AutoX, which is based in Hong Kong, says it will integrate its self-driving hardware and software in a fleet of Chrysler Pacifica minivans, which is also the vehicle of choice for Waymo, the Alphabet subsidiary that is widely seen as the leader in self-driving technology. FCA and AutoX say they are aiming to launch a pilot robot taxi service in several Chinese cities, including Shenzhen and Shanghai, in the first half of 2020.

AutoX is not as well-known as some of the other autonomous vehicle startups in the US and China. The company was founded in 2016 by former Princeton professor Jianxiong Xiao, a specialist in 3D learning, computer vision, and robotics (who also apparently goes by “Professor X,” according to the company’s Medium post). Since then, AutoX has nabbed several high-profile investors, including China’s Dongfeng Motor Group and e-commerce giant Alibaba.

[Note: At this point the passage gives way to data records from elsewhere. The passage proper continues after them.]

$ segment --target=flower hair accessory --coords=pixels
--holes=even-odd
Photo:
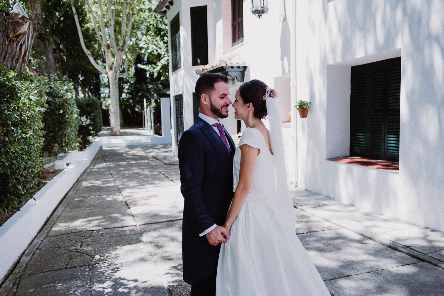
[[[274,99],[277,96],[278,96],[278,94],[276,93],[276,91],[272,88],[270,88],[268,87],[267,87],[265,89],[265,95],[262,97],[262,99],[266,100],[269,98]]]

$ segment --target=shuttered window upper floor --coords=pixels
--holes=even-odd
[[[190,8],[193,66],[208,63],[208,35],[206,5]]]
[[[351,68],[350,155],[399,161],[401,58]]]
[[[231,0],[231,36],[233,46],[244,42],[242,0]]]
[[[180,59],[180,24],[179,14],[174,16],[170,23],[171,32],[171,67],[174,72],[181,67]]]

Last December, AutoX applied to test self-driving vehicles without a human backup driver in California, the first company since Waymo to have done so. (The state’s DMV has granted Waymo’s driverless testing permit, but it has yet to approve AutoX’s.)

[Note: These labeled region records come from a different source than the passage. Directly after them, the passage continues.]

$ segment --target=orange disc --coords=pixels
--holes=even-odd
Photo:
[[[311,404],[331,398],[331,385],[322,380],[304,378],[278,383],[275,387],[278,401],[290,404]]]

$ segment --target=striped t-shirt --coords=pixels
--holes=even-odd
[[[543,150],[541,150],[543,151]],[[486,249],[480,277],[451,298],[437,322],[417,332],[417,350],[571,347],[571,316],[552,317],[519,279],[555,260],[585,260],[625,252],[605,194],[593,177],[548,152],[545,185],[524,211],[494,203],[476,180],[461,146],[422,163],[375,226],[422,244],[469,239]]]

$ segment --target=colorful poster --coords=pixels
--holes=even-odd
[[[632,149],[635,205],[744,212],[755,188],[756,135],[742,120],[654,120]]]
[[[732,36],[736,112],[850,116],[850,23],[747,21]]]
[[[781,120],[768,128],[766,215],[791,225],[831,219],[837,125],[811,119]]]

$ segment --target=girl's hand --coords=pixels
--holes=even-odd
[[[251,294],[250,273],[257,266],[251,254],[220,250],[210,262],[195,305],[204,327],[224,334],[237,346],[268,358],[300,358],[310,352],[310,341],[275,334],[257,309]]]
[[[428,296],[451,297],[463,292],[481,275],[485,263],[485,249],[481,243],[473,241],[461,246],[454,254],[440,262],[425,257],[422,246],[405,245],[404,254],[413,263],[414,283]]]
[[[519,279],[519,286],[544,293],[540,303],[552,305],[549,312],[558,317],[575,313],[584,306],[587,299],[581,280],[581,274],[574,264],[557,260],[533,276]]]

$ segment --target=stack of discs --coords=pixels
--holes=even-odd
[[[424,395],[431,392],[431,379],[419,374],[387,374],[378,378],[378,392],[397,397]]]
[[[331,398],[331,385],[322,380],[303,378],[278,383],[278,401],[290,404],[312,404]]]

The deal is another example of FCA deepening its ties to China, which has the largest auto market in the world. The company recently announced a joint venture with Foxconn, the maker of the iPhone, to develop electric vehicles for the Chinese market.

FCA, which makes its own eponymous brand of vehicles as well as Jeep and Dodge, is seen as lagging behind its competitors in both EV and AV development. The company recently kicked off a merger with French automaker PSA Group, which makes cars under the Peugeot and Citroën brands (among others), partly in order to better attack the changing automotive landscape.

Rather than sink vast sums of money into costly AV development projects, FCA has opted to team up with other automakers, or sell vehicles directly to self-driving companies, to align its brand with the technology that many see as the future of the auto industry. The company is a member of BMW and Intel’s self-driving supergroup, and it is working with California startup Aurora to test self-driving technology on commercial vehicles.